In practice, however, it’s difficult to know if those advantages have translated to real benefits for patients or their care teams. For foundation models that have gone through the FDA, there’s little public information backing companies’ claims, Stanford’s Chaudhari said.
“The best we can do is look at the summary statements that come from the FDA clearance documents,” he said, “and at least on the market, we haven't really seen the benefits of these foundation models yet.”
Evaluating foundation models
Currently, the foundation models that have been authorized by the FDA are designed to solve a specific task, such as Aidoc’s rib fracture triage tool that is built on the company’s foundation model. Aidoc received 510(k) clearance for its model using an older version of the rib fracture triage tool as the predicate. The 510(k) process requires that manufacturers demonstrate substantial equivalence between their device and a predicate device that can be marketed in the U.S.
For broader models that incorporate language and images or video, there are no guidelines yet, Chaudhari said.
Some hospitals have come up with systems for evaluating AI models, but they’re not perfect. For example, hospitals will identify a need, such as a model that can identify pneumonia in X-ray images or a model to draft X-ray reports.
“Then they'll compile 1,000 images from their site where they know the labels, and then they'll basically hold a competition to see which vendor maximizes the performance on that dataset,” Chaudhari said. “It’s rudimentary, but that's really the best of what we have, because that's the only way we can assess that local performance will actually be ideal for a given task.”

This might be doable for larger academic medical centers that have a data science team, but “a lot of hospitals will just deploy models and get questionable quality data out of it,” Chaudhari added.
To test a foundation model for accuracy, it’s important to first define metrics and tasks for the model based on claims about what it can do, Paschali said. Hospitals should also test how the model performs in different subgroups of patients and different scanner types. Finally, hospitals should “stress test” a model to identify potential issues that could arise, such as around very rare diseases.
“That's why it's very important to work closely with radiologists, because they can help us design the stress testing in a very thorough manner,” Paschali said. “Because they have seen so many cases, and they know when even tasks are difficult for them.”
The hope is that foundation models, being trained on much larger datasets spanning different states, types of hospitals and imaging machines, could require less evaluation before deployment.

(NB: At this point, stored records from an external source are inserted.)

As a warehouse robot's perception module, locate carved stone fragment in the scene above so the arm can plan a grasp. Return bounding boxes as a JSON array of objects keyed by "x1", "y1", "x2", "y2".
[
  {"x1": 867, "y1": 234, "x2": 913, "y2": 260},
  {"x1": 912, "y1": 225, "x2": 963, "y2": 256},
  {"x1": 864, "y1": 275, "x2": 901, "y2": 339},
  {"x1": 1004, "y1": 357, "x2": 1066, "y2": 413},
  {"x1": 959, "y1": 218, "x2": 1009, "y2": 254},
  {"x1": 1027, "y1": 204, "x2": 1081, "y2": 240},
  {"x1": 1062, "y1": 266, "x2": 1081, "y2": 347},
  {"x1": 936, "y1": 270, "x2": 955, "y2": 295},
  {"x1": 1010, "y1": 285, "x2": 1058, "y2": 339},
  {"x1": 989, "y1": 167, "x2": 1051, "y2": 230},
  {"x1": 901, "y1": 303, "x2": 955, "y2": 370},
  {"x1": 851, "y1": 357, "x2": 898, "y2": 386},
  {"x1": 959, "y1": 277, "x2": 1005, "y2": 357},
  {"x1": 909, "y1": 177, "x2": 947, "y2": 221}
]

“I don't think we've gotten there, at least there is no evidence out in the world,” Chaudhari said. “But that's the allure of what these foundation models can provide.”
Another goal is to free up radiologists’ time, amid an ongoing shortage of radiologists in the U.S. and a growing number of images.
“If we're asking them to verify the output, to doublecheck everything,” Chaudhari said, “is that actually fulfilling the promise that these models have?”